Airflow Sensor

From NovaOrdis Knowledge Base
Revision as of 23:26, 17 July 2022 by Ovidiu (talk | contribs) (→‎External)
(diff) ← Older revision | Latest revision (diff) | Newer revision → (diff)
Jump to navigation Jump to search

External

Internal

Overview

A Sensor is a subclass of Operator. Sensors poll (wait and then periodically check) for an external event to happen. When the event they are waiting for occurs, the tasks succeeds, so their downstream tasks can run. The sensors are primarily idle, and because of that, they have primarily three modes of running, that allows executing them with various degrees of efficiency: poke, reschedule and smart sensors.

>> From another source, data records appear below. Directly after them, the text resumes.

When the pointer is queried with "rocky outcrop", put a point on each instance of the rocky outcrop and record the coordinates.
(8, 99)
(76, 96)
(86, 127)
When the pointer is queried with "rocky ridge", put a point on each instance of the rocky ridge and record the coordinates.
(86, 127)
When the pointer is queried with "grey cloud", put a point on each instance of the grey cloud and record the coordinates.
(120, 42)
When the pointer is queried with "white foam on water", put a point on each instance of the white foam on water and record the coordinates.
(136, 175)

Also see Deferrable Operators and Triggers.

Sensor Types

Poke

poke is the default run mode for a sensor. The Sensor takes up a worker slot for its entire runtime and it sleeps between "pokes". Something that is checking every second should be in poke mode.

Reschedule

The sensor takes up a worker slot only when it's checking, then frees the worker slot, sleeps for a set duration, then it is rescheduled on the worker slot. reschedule trades of latency for resources. Something that is checking every minute should be in reschedule mode.

The reschedule mode can be configured when the sensor is instantiated.

S3KeySensor(task_id='something', mode='reschedule', ...)

Smart Sensor

https://airflow.apache.org/docs/apache-airflow/stable/concepts/smart-sensors.html

There is a single centralized version of this sensor that batches all executions of it.

⚠️ Smart sensors are a deprecated early-access feature that will be removed in Airflow 2.4.0. It is superseded by deferrable operators, which offer a more flexible way to achieve efficient long-running sensors, as well as allowing operators to also achieve similar efficiency gains.